The aroma of the coffee house

Several years ago, I found myself at an airport, planning to travel as I usually do. I decided to enjoy a good cup of joe to accompany the weather before the delay in my flight was announced. I cheerfully approached the café stand where a small line was formed, consisting of about two or three individuals.

I didn’t anticipate this causing much of an inconvenience, as the process appeared quite straightforward – simply pour the coffee from the pot, a swift squirt of milk, exchange of cash and I’d be on my way.

However, it turned into a scene straight out of a Shakespearean tragedy! Ahead of me, noises of grinding and stirring filled the air. A young woman stood beside a massive machine that reminded me of the complex mechanics assorted in the Wizard of Oz movie. Puffs of steam escaped from concealed vents of the apparatus as another person pressed or stamped a brown substance into a small opening on the side. There were levers and sticks being manipulated, buttons being pressed, knobs being turned, all executed with precise movements and angular turns. And all this production for a mere cup of coffee! It was hardly worth the hassle. As time wore on, I wasn’t exactly fuming, but I did pivot and purchase a bottle of water instead.

At one point in time, preparing a cup of coffee was a straightforward task. You gently remove Irel from the jar, scoop it thrice into the cup, pour in boiling water and seize the day. Instant coffee followed suit, similar process but in a granular form, almost just as satisfying. But that was before the coffee purists invaded, not a singular group, but hordes of them.

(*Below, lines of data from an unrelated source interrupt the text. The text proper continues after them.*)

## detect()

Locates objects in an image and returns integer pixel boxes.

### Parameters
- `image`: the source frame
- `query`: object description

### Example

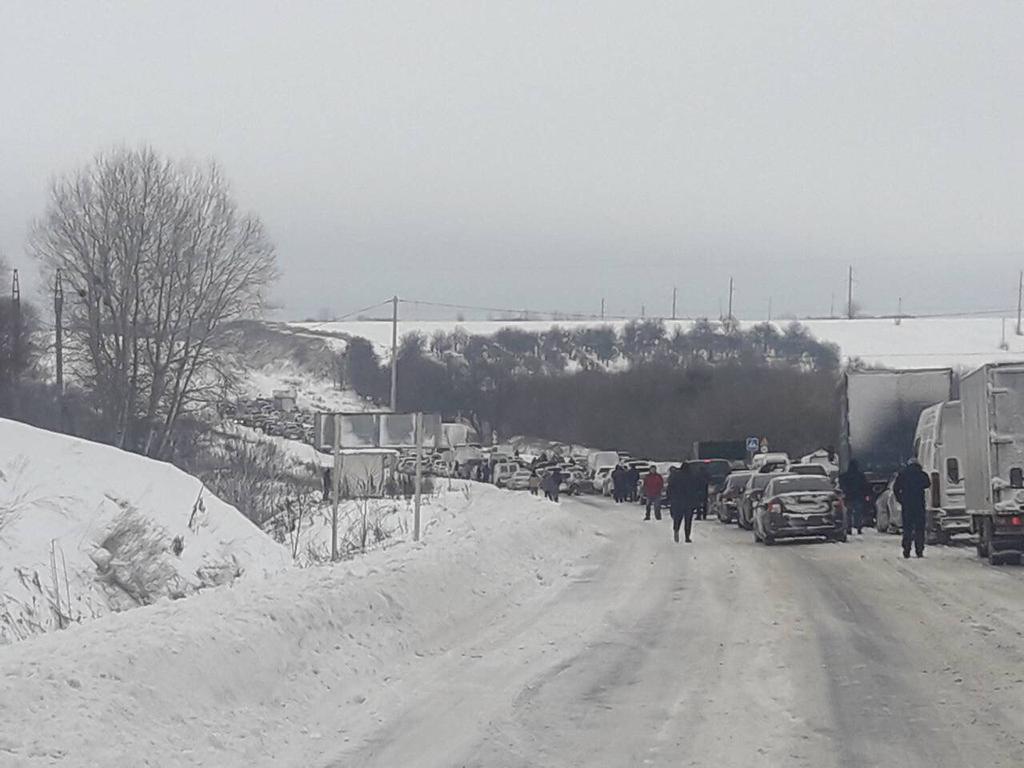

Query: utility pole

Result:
[846,264,853,319]
[10,269,22,417]
[53,269,65,432]
[1017,269,1024,336]
[391,296,398,414]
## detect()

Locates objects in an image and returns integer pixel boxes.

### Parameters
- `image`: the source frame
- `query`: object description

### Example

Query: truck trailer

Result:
[961,362,1024,565]
[839,368,953,510]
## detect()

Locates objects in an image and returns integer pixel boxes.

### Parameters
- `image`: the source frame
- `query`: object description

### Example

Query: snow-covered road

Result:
[6,493,1024,768]
[318,499,1024,768]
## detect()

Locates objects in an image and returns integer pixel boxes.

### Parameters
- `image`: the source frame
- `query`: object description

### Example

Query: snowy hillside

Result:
[294,317,1024,368]
[0,484,589,768]
[0,419,290,643]
[224,322,375,412]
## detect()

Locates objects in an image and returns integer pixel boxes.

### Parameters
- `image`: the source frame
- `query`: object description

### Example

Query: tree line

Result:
[0,147,276,458]
[346,319,840,459]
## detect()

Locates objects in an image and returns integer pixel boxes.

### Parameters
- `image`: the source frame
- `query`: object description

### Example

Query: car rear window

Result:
[746,474,772,490]
[726,475,751,490]
[771,475,833,494]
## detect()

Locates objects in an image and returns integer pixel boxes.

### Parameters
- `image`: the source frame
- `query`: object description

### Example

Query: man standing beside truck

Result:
[839,459,871,534]
[643,465,665,520]
[893,459,932,557]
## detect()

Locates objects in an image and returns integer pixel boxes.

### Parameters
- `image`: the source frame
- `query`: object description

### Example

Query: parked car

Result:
[754,475,846,544]
[492,462,520,487]
[751,453,790,472]
[785,464,828,477]
[736,472,775,530]
[711,472,754,522]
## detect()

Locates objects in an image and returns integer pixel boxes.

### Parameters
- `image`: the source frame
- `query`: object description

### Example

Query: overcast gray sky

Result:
[0,0,1024,317]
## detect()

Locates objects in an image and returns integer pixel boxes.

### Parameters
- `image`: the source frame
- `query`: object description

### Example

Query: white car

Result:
[505,469,532,490]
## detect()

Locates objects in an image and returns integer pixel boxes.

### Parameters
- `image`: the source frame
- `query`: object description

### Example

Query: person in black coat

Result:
[667,464,703,544]
[893,459,932,557]
[611,464,626,503]
[839,459,871,534]
[626,466,640,502]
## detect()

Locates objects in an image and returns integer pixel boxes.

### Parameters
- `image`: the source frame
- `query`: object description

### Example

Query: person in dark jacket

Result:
[839,459,871,534]
[643,467,665,520]
[668,464,703,544]
[611,464,626,504]
[548,467,565,502]
[626,466,640,502]
[893,459,932,557]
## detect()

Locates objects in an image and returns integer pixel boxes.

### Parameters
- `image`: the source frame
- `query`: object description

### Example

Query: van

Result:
[913,400,971,544]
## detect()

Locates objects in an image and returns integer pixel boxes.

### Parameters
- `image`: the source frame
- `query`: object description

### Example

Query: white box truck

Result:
[913,400,971,544]
[961,362,1024,565]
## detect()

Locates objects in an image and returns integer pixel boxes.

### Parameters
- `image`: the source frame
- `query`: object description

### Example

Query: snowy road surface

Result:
[318,499,1024,768]
[6,485,1024,768]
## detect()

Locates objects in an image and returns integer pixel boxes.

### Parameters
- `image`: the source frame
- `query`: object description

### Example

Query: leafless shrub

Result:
[99,508,185,605]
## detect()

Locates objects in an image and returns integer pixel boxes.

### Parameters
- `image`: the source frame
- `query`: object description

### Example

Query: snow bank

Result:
[0,419,290,643]
[0,483,594,768]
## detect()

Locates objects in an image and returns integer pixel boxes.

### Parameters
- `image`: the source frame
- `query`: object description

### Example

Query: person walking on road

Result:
[626,466,640,502]
[643,467,665,520]
[839,459,871,534]
[893,459,932,557]
[611,464,626,504]
[669,464,701,544]
[547,467,565,503]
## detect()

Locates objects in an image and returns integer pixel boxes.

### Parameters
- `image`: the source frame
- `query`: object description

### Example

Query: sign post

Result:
[413,412,423,542]
[331,416,344,562]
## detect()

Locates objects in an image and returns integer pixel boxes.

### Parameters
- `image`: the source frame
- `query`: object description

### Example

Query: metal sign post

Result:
[413,412,423,542]
[331,416,344,562]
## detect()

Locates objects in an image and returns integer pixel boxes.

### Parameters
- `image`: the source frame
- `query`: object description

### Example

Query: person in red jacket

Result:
[643,467,665,520]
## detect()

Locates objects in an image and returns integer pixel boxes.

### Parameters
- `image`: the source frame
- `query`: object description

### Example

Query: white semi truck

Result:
[913,400,971,544]
[839,368,953,522]
[961,362,1024,565]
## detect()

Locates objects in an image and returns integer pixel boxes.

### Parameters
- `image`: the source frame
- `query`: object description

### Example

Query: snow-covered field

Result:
[295,317,1024,368]
[0,419,290,643]
[0,483,593,768]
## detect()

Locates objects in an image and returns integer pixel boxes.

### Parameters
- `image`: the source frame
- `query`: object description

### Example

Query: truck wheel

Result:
[978,519,992,557]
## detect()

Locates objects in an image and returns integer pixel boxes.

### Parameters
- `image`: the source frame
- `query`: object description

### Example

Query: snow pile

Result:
[0,419,290,643]
[0,483,594,768]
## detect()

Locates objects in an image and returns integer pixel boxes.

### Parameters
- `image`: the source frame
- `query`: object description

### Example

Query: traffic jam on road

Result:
[477,364,1024,564]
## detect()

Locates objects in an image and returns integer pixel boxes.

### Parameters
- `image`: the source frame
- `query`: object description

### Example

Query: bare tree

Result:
[30,148,275,457]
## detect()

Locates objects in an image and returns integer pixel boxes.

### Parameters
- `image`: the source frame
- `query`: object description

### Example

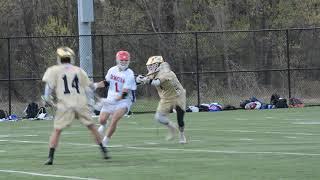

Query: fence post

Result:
[7,38,11,115]
[286,29,291,99]
[195,32,200,107]
[101,35,105,79]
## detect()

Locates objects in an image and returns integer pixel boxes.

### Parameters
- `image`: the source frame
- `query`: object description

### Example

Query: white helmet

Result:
[116,51,130,71]
[57,46,75,64]
[146,56,164,74]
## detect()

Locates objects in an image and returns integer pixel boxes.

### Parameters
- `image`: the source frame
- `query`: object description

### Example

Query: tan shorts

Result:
[157,93,186,114]
[54,107,94,129]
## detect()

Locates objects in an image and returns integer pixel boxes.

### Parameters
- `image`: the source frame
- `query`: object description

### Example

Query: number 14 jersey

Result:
[42,64,91,108]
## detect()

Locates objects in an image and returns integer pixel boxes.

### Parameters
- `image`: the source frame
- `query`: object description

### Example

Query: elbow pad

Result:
[150,79,160,86]
[103,80,109,88]
[121,92,128,99]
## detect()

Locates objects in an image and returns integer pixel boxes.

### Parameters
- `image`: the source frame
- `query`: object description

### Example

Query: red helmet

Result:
[116,51,130,70]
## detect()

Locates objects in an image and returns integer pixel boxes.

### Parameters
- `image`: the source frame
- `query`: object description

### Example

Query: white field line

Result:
[284,136,297,139]
[0,169,99,180]
[0,139,123,148]
[215,129,320,136]
[126,146,320,156]
[239,138,253,141]
[0,134,39,138]
[1,140,320,156]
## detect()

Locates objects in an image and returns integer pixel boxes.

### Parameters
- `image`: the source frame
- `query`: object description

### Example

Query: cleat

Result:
[102,148,111,159]
[166,127,177,141]
[98,125,106,137]
[101,136,108,148]
[179,133,187,144]
[44,158,53,165]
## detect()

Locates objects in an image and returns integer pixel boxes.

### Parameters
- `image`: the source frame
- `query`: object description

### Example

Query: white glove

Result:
[151,79,160,86]
[136,75,150,84]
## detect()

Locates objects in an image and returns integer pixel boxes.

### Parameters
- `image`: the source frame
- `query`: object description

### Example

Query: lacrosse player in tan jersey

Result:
[42,47,109,165]
[136,56,187,144]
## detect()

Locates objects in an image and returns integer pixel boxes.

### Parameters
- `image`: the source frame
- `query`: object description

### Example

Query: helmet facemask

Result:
[56,47,75,64]
[116,51,130,71]
[117,60,130,71]
[147,63,160,74]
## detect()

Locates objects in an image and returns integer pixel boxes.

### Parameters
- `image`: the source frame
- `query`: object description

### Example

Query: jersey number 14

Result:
[62,75,80,94]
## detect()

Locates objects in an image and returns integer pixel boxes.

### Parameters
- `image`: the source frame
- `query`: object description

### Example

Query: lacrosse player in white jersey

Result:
[94,51,137,147]
[42,47,109,165]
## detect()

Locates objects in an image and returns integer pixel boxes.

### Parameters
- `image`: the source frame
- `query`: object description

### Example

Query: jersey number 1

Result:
[62,75,80,94]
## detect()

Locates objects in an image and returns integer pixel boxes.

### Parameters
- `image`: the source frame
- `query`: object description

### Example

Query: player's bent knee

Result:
[176,106,185,127]
[154,113,169,125]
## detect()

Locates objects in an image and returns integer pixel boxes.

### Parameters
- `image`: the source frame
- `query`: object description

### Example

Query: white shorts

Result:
[100,99,132,114]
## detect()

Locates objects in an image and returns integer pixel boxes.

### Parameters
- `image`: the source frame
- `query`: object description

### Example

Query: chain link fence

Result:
[0,28,320,115]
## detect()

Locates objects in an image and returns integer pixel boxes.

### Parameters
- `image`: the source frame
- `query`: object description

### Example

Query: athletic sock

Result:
[49,148,55,159]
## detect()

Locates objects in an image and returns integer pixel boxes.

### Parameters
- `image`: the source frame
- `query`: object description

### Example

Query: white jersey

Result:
[105,66,137,103]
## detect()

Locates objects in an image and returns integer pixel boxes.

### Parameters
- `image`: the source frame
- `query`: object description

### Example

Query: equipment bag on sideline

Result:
[26,102,39,118]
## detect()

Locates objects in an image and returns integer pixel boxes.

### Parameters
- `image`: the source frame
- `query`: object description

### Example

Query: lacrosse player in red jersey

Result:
[95,51,137,147]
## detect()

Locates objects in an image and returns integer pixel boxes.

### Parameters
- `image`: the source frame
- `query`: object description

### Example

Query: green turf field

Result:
[0,107,320,180]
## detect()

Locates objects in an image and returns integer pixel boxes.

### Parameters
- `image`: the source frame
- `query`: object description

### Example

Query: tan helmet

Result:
[57,46,75,64]
[146,56,164,74]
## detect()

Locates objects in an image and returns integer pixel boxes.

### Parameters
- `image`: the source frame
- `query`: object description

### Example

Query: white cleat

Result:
[179,133,187,144]
[166,127,177,141]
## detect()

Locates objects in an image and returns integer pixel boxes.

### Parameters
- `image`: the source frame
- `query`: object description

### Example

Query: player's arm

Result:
[136,75,161,86]
[41,83,55,107]
[89,80,109,90]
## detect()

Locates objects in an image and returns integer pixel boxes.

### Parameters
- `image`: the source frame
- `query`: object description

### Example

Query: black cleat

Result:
[44,158,53,165]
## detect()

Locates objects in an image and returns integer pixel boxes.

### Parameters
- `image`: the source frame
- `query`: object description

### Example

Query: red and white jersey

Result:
[105,66,137,102]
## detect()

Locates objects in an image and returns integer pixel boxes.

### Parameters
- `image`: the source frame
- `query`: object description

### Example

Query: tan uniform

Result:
[42,64,93,129]
[154,62,186,113]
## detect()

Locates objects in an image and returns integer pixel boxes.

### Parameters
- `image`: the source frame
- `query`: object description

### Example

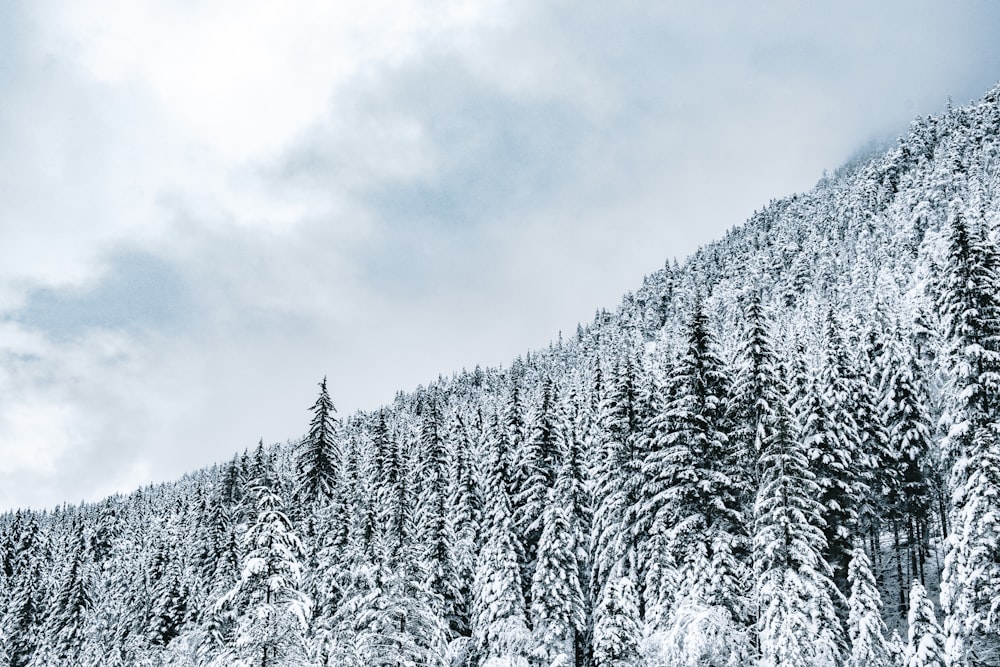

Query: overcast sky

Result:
[0,0,1000,510]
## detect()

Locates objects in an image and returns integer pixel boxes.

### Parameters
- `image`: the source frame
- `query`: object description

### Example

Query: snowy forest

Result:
[0,86,1000,667]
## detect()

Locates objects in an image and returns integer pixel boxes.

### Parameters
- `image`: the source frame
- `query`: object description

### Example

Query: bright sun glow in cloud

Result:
[0,0,1000,510]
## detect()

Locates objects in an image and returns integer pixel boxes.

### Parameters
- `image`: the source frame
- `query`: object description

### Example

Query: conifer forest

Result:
[0,86,1000,667]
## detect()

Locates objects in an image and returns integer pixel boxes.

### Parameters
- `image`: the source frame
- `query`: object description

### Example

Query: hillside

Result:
[0,86,1000,666]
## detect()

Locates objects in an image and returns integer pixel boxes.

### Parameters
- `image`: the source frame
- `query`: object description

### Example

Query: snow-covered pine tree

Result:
[415,397,460,618]
[847,546,893,667]
[879,343,932,614]
[939,206,1000,665]
[297,377,343,503]
[800,309,870,596]
[29,519,92,667]
[216,478,312,667]
[473,419,531,667]
[903,579,947,667]
[592,561,640,667]
[513,375,559,600]
[530,465,586,667]
[446,414,482,637]
[639,305,749,640]
[753,368,843,667]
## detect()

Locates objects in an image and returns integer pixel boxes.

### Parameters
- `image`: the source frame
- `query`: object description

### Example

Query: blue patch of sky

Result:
[13,253,194,340]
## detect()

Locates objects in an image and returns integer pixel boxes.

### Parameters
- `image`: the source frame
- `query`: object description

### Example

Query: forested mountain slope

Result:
[0,87,1000,667]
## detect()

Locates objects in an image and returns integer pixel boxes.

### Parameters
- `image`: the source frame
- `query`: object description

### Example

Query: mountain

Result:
[0,86,1000,667]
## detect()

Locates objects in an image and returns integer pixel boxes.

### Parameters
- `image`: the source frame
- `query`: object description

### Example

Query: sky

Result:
[0,0,1000,511]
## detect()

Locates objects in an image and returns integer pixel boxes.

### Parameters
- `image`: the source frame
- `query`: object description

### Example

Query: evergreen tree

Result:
[593,563,639,667]
[473,414,531,665]
[802,310,870,595]
[904,580,947,667]
[216,479,311,667]
[847,547,892,667]
[29,525,93,665]
[639,307,749,636]
[514,375,559,581]
[531,466,586,665]
[940,205,1000,665]
[753,380,842,667]
[298,377,342,502]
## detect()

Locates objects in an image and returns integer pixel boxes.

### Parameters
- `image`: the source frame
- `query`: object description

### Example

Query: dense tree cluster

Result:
[0,87,1000,667]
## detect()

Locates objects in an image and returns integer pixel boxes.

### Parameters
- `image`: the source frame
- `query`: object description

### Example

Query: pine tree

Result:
[33,525,93,665]
[298,377,342,502]
[473,414,531,665]
[904,580,947,667]
[802,310,870,595]
[847,547,892,667]
[216,479,311,667]
[447,415,482,637]
[531,466,586,665]
[638,307,749,624]
[593,563,639,667]
[939,202,1000,665]
[753,380,841,667]
[514,375,559,581]
[416,399,460,620]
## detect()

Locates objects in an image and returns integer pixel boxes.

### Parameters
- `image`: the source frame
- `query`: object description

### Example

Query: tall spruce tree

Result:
[904,580,947,667]
[298,377,343,502]
[847,546,893,667]
[216,478,312,667]
[753,374,843,667]
[940,202,1000,666]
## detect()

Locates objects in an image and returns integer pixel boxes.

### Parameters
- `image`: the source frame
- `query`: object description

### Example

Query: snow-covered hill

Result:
[0,87,1000,667]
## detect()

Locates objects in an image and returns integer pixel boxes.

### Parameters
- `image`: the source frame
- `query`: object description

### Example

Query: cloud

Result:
[0,0,1000,507]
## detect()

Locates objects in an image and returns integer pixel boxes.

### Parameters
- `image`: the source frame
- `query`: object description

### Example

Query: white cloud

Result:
[0,0,1000,507]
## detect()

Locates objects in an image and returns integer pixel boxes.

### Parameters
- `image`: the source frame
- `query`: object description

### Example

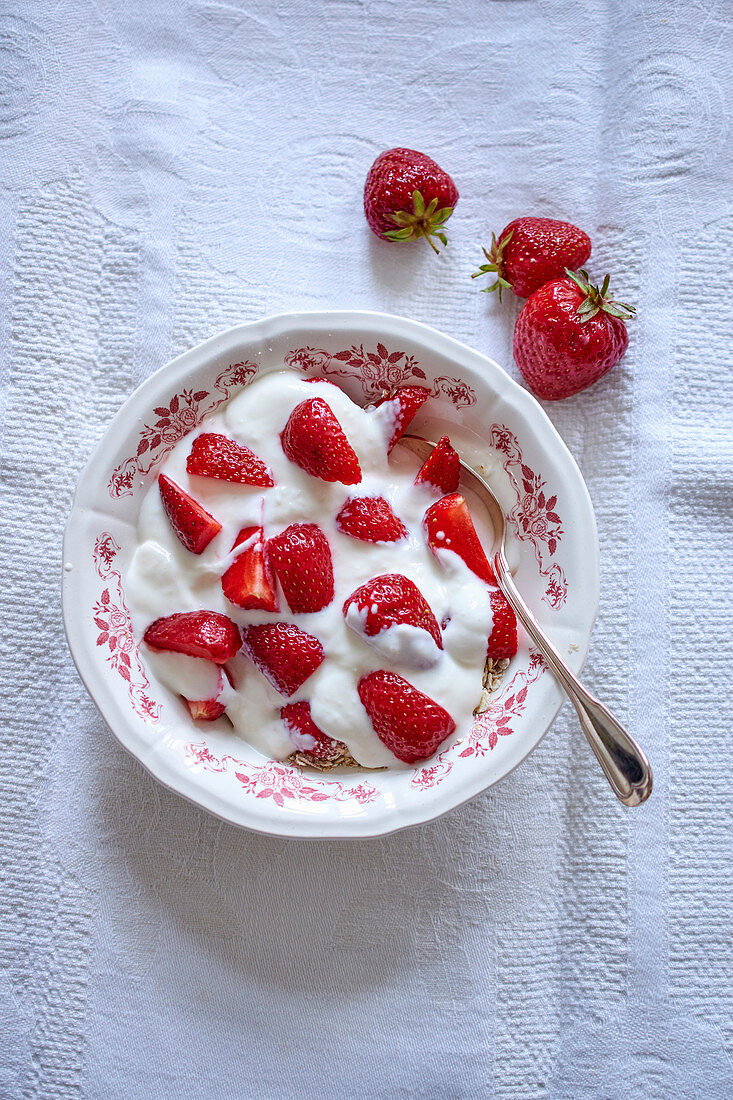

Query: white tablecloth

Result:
[0,0,733,1100]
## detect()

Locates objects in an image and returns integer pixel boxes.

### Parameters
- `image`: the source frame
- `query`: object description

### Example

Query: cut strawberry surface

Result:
[486,589,517,661]
[186,432,275,487]
[358,670,456,763]
[184,696,227,722]
[343,573,442,649]
[267,524,333,615]
[415,436,461,494]
[336,496,407,542]
[280,397,361,485]
[157,474,221,553]
[243,623,324,695]
[424,493,496,586]
[280,700,347,760]
[221,527,280,612]
[143,611,242,664]
[375,386,430,454]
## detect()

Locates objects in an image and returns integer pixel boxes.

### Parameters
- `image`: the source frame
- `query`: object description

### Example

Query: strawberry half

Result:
[221,527,280,612]
[336,496,407,542]
[423,493,496,586]
[243,623,324,695]
[180,668,229,722]
[186,432,275,487]
[143,611,242,664]
[157,474,221,553]
[358,670,456,763]
[267,524,333,615]
[374,386,430,454]
[343,573,442,649]
[415,436,461,494]
[486,589,517,661]
[280,397,361,485]
[280,700,347,760]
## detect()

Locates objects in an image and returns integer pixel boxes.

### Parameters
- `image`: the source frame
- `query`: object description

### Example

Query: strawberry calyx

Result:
[565,267,636,321]
[384,191,453,255]
[471,230,514,301]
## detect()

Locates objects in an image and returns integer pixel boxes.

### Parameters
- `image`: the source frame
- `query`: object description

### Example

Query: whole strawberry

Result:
[364,149,458,252]
[514,271,635,402]
[471,218,591,301]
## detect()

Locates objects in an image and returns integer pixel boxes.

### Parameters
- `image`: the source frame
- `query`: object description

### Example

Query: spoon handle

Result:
[493,549,653,806]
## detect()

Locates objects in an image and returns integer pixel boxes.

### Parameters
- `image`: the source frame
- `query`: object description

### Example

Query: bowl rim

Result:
[62,309,600,839]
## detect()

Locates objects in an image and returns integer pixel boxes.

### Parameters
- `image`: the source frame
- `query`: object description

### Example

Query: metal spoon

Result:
[400,436,653,806]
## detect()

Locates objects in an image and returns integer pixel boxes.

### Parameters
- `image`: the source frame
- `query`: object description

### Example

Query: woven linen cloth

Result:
[0,0,733,1100]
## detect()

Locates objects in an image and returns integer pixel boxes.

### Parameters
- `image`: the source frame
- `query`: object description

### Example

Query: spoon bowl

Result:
[400,435,654,806]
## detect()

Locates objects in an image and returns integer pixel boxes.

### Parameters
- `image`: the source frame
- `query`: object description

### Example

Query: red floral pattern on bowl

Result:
[64,314,597,836]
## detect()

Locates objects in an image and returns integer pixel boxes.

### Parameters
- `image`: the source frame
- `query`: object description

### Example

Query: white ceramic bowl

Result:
[63,311,598,837]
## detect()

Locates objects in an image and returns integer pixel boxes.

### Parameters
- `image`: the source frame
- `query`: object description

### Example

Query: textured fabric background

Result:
[0,0,733,1100]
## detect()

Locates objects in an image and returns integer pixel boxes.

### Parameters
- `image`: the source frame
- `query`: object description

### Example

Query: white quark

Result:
[125,371,492,768]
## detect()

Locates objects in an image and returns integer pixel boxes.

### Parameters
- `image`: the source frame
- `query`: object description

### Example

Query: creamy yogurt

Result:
[125,371,492,768]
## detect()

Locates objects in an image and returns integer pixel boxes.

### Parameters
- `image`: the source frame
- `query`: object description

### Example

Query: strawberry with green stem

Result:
[514,271,636,402]
[364,149,458,253]
[471,218,591,301]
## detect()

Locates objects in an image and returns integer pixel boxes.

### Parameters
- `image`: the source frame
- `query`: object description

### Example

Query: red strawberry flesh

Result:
[267,524,333,615]
[157,474,221,553]
[424,493,496,586]
[343,573,442,649]
[280,397,361,485]
[184,696,227,722]
[358,670,456,763]
[486,589,517,661]
[336,496,407,542]
[415,436,461,493]
[221,527,280,612]
[186,432,275,487]
[375,386,430,454]
[243,623,324,695]
[280,700,347,760]
[143,611,242,664]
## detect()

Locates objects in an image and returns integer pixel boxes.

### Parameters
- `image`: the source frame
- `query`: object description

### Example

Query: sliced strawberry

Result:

In all honesty, I don’t desire to wrestle with inexhaustible options just to have a simple cup of coffee. There’s an overabundance of choices; from various forms of lattes, to cappuccinos sans the Franciscino or Dominicano variants, lungos, frappés, and nitros that appear to be almost sinister, and red and black eyes minus weed or half-eye. Furthermore, there is that abhorrent thing they’ve named Americano, owing to the regular Italian coffee being excessively necessary to the punctilious soldiers amidst their southerly expedition.

Usually, I feel no empathy for oppressors and purveyors of dictatorship and suppression. However, it’s in these situations I realise why Ottoman Soudán Murad IV outlawed coffee, holding the belief that its consumption fostered rebelliousness and covert activity in the dens where it was sold. His propensity to impose the death penalty on anyone with coffee on their breath might have been overly harsh, but there was a certain creative flair to his methods of retribution. One such method entailed sewing the miscreant into a leather sack and flinging them into the Bhosparus, momentarily impacting the tourism sector while simultaneously bolstering fishing.

Similar spy networks of England’s Charles II hovered around coffee establishments thinking they might be hotbeds for the propagation of ‘trumped up stories’.

I don’t advocate any wrongdoing; I am emphatically anti-fascist and it’s not that I’m wholly intolerant or impatient. All I am saying is I’d much rather not waste a lengthy five minutes on a task that could reasonably be done in a swift five seconds. And that, in essence, is my point.